第一話 絶望のヒーロー
自殺も殺人も勇気だ。その人が命をかけて成し遂げた夢の形だ。那珂畑逸がそう思うようになったのは、彼が大学に入学し、人見知りながら初めての友人を作った最初の夏のことである。
その友人が、自殺した。
理由は那珂畑にはわからない。もっとも、出会って数か月の人間に自殺のサインを出すほどオープンな人間などそういないだろう。しかし彼の心境がどうであれ、那珂畑にとってひどく衝撃的な出来事であることには変わりなかった。これが彼にとって初めての、身近な人の死という体験だったのだから。
それからというもの、那珂畑は生きる目的を見失っていた。
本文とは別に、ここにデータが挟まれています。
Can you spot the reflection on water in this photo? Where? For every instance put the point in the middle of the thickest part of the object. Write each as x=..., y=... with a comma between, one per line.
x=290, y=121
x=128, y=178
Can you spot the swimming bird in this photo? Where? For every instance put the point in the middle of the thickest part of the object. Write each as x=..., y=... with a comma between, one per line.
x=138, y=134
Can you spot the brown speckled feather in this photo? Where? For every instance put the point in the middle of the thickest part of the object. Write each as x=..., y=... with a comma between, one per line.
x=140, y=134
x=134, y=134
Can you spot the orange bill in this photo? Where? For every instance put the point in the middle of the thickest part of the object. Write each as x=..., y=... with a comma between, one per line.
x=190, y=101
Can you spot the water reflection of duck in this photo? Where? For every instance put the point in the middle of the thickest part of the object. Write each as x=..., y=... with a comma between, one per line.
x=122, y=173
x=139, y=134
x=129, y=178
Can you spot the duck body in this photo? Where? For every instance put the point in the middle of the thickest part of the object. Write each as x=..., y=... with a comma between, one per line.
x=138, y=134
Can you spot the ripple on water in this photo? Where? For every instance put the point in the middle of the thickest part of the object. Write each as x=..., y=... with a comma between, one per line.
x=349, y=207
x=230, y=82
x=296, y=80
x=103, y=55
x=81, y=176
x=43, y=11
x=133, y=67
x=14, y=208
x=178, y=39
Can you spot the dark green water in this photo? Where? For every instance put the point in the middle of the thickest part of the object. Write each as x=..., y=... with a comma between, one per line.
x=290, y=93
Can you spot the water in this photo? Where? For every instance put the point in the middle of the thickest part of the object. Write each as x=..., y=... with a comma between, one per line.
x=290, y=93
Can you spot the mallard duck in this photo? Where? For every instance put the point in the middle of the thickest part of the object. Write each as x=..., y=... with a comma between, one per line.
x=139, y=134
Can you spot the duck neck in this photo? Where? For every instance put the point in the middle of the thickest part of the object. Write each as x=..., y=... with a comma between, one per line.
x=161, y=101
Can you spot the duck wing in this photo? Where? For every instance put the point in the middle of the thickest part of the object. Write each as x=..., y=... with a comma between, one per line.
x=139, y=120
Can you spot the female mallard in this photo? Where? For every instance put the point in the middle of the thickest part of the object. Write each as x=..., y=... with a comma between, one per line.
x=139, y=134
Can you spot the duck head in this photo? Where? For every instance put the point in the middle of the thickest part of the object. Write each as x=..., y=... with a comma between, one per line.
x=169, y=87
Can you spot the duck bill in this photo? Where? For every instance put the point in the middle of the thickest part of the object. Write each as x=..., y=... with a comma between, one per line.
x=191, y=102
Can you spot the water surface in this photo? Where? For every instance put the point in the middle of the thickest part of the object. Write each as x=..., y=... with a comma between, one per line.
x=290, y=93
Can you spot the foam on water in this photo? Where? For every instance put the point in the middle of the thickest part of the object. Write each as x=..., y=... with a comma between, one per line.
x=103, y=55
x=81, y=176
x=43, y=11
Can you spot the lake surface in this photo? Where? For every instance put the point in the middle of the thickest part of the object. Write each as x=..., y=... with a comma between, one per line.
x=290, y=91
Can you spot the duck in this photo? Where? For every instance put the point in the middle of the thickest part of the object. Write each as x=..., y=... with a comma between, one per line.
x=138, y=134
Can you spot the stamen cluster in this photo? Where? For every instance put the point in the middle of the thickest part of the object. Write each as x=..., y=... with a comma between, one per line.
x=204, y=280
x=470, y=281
ただ学生という職業を最低限にこなしながら、その日が終わるのを待つだけの毎日を過ごしていた。いや、きっと多くの人が同じように無味乾燥な人生を過ごしているのだろう。夢など必要な時だけうわごとのように語られる妄想であり、そこに技術や才能が伴って起こる奇跡を夢叶うと呼ぶのだろう。那珂畑がそう思うようになってから、もう1年が過ぎた。
那珂畑に夢があるとしたら、誰かに殺してもらうこと。この無間地獄のような人生を終わらせてくれる誰かを彼は探していた。残念なことに、彼にはあの友人のように自殺するほどの勇気がなかった。
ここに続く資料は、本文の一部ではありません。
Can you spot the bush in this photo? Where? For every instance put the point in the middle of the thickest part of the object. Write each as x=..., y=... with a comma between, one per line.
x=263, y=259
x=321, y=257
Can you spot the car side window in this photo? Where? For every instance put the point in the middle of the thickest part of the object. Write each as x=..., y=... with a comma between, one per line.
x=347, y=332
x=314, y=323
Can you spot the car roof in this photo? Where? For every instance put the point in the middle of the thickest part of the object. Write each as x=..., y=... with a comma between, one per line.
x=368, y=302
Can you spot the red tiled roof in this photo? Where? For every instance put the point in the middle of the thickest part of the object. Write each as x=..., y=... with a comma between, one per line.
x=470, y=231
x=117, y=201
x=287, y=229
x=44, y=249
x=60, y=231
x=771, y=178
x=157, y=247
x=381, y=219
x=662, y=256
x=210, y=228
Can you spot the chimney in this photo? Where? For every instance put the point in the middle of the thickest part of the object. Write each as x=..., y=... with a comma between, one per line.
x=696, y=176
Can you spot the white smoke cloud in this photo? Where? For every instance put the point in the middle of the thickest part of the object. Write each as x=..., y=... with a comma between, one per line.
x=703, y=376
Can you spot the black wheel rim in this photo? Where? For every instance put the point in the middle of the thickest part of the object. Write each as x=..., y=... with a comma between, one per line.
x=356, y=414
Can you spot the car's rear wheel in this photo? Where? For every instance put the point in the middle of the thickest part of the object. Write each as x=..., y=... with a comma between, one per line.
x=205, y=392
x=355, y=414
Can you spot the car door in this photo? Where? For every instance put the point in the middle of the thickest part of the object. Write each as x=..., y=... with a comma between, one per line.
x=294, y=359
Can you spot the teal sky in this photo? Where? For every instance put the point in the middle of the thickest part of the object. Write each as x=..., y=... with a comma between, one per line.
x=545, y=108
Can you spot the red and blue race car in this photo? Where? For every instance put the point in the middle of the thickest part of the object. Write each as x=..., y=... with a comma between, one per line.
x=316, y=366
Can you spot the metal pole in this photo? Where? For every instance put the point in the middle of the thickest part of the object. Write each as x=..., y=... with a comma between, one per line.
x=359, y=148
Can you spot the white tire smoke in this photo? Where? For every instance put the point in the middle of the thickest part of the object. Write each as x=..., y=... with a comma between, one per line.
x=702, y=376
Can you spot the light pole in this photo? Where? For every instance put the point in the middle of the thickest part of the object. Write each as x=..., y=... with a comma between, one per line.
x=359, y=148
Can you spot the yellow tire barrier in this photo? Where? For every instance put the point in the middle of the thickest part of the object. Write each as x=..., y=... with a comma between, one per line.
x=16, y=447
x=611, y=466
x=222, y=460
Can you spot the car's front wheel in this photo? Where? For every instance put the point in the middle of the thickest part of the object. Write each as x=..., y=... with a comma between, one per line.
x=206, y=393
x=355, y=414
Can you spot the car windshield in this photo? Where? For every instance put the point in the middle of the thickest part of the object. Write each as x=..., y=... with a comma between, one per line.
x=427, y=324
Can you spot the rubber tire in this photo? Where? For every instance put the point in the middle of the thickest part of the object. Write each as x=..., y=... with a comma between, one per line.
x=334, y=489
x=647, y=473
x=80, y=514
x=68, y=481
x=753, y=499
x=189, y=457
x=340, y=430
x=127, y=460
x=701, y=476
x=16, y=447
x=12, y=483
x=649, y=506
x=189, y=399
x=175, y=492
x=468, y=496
そして、ようやくそのチャンスが巡ってきた。ある週末の夕方、大した用もないので自宅周辺を散歩していた時のことである。
最初に聞こえたのは、近所の高校からの悲鳴だった。続いてガラスや扉が破壊されるような衝撃音。次第に悲鳴が校舎の複数個所から聞こえるようになると、そこら中から学生たちが出てきた。そして彼らを追うように出てきたのは、同じ制服を着ていながらまるで様子の違う人々だった。その顔色は血の気を感じさせないほどに青白く、両目は焦点が合わないようにどこか遠くに向いている。そして両腕でバランスを取りながら、ふらつく足で他の学生たちに向かっていく。
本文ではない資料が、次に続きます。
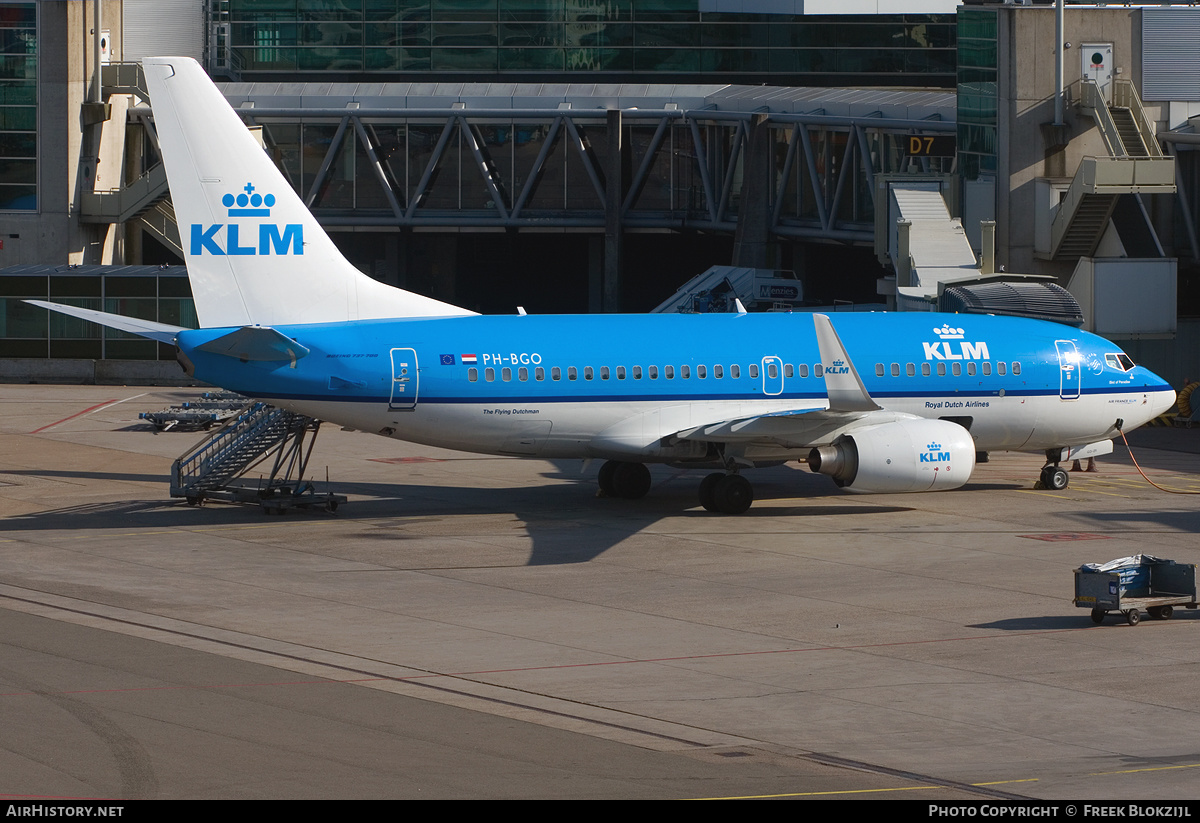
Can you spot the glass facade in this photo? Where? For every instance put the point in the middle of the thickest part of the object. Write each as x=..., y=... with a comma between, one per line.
x=977, y=92
x=18, y=106
x=615, y=38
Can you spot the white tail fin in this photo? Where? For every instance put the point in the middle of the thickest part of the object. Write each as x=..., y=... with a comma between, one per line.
x=255, y=253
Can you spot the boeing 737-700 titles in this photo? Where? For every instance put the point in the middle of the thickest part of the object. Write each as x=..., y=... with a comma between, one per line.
x=881, y=402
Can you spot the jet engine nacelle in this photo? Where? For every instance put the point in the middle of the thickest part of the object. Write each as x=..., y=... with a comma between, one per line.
x=900, y=456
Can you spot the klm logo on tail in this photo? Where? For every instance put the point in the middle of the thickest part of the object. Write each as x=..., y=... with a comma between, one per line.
x=273, y=238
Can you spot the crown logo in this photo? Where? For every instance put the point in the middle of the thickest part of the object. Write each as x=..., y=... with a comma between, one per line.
x=249, y=203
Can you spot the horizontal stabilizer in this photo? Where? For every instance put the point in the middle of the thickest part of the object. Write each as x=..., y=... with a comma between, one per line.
x=256, y=343
x=159, y=331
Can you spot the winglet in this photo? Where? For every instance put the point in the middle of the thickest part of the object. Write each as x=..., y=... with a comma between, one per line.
x=843, y=384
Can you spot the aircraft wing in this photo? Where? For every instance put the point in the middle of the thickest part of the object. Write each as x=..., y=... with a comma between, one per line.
x=793, y=428
x=159, y=331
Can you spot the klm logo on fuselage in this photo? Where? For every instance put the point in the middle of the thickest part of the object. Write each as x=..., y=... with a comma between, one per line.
x=934, y=454
x=271, y=238
x=953, y=347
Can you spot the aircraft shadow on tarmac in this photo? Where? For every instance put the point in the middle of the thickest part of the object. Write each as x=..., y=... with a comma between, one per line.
x=564, y=522
x=1185, y=522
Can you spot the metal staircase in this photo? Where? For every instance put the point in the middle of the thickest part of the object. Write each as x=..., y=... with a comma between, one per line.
x=208, y=469
x=143, y=199
x=1134, y=164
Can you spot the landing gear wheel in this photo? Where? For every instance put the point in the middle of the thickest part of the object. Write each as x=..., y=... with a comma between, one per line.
x=733, y=494
x=1055, y=478
x=605, y=478
x=708, y=491
x=631, y=480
その光景はまるで、いつか見たゾンビ映画のパニックシーンのようであった。そして事態はその映画と同じように進行する。ゾンビのような学生たちは他の学生に噛みつきや引っかきなどの攻撃をし、深い傷を負った者から同じようなゾンビになって次の学生を襲い始める。こうしてゾンビパニックは瞬く間に高校全体を覆い尽くし、敷地を出て近所の住民たちまでに広まった。
誰かが通報したのだろうか。ことが始まって10分後には数台の救急車や消防車が駆けつけたが、すでに事態は彼らの手に負える範囲を軽く超えており、救急隊でさえも防護服をまとったまま逃げ惑うだけになっていた。
那珂畑は、その光景を黙って見ていられなかった。
「考えるより先に体が動いていた」。スーパーヒーローの素質を持つ者がここにいたら、きっと同じことを言うかもしれない。しかし、那珂畑がゾンビ軍団に飛び込んだ理由はそれとは真逆。彼らに殺してもらうためだった。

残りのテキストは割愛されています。